The general representation in art books was in favor of American Indian or Alaska Native race, then White Americans, Black Americans, Pacific Islander or Hawaiian and the least represenation of American artists of Asian race.
When art(ist) representation was further stratified by timeline, I found out that 2 races were not even represented before 2000 (Native Hawaiian or Other Pacific Islander and Asian). There was an increased representation of American Indian or Alaska Native and Black art(ists) after 2000 and a decrease in representation of white art(ists).
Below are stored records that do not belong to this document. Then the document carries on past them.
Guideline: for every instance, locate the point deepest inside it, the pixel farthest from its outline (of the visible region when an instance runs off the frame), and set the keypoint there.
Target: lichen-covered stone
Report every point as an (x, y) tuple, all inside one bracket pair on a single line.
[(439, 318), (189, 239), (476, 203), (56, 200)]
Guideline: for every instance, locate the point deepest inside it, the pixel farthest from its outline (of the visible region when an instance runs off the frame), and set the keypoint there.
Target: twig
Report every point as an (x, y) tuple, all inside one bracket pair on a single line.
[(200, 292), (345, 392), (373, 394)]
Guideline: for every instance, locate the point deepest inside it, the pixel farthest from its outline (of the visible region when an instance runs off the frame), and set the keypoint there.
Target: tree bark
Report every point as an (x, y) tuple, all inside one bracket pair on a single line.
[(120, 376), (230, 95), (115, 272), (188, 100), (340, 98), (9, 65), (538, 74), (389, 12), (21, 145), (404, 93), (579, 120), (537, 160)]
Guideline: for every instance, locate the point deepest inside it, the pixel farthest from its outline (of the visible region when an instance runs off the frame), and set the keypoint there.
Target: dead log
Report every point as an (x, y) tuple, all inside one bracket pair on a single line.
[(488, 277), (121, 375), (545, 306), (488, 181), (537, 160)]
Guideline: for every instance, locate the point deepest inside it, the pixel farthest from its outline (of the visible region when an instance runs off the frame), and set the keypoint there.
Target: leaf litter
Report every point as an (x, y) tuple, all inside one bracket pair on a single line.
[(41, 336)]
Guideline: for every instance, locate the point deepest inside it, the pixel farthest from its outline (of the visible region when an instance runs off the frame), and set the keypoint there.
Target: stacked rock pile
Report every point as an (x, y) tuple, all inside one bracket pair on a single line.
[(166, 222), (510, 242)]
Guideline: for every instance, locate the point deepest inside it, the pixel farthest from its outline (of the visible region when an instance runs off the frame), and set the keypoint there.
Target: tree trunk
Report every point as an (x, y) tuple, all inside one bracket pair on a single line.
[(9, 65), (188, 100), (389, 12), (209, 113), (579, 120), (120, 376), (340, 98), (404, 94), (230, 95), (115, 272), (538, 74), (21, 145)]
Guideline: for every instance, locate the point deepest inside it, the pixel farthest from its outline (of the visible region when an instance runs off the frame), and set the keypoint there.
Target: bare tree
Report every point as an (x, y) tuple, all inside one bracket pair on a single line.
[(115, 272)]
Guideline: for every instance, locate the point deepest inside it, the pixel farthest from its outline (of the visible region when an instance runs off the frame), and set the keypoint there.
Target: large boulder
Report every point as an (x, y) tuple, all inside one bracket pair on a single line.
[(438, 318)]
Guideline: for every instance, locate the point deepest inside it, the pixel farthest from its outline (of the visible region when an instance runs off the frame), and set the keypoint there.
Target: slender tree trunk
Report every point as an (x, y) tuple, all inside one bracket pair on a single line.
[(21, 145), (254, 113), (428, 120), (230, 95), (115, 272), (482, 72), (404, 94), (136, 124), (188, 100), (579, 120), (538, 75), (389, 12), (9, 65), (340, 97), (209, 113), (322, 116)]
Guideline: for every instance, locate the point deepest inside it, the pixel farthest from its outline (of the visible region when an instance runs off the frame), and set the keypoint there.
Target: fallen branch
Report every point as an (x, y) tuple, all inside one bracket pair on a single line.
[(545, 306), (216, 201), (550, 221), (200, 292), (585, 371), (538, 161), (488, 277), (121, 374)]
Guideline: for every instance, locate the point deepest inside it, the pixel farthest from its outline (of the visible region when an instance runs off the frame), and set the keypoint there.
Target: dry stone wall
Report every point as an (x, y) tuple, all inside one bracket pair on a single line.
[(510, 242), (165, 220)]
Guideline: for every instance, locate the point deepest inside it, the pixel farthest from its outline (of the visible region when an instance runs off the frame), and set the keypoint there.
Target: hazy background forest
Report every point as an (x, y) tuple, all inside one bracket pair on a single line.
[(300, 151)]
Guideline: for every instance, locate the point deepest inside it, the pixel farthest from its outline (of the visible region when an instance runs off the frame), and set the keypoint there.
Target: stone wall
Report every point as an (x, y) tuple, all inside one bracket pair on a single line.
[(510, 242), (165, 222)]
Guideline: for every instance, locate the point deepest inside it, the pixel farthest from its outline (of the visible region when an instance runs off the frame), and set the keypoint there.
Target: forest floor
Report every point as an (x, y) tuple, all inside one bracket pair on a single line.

Are your findings what you expected? Why or Why not?
The first part of the results (AIANs represented more than white) is not exactly what I expected. I must also say that I have used data on artists who are only American. American artists of another origin (e.g. German-American, French-American..etc) were not included in this analysis. Had they been included, we might have seen other results (but that’s another research). However, the second part of my findings are so exciting. It comes as a nice surprise to see more racial diversity happening after year 2000, in the two most important art textbooks used in American education system.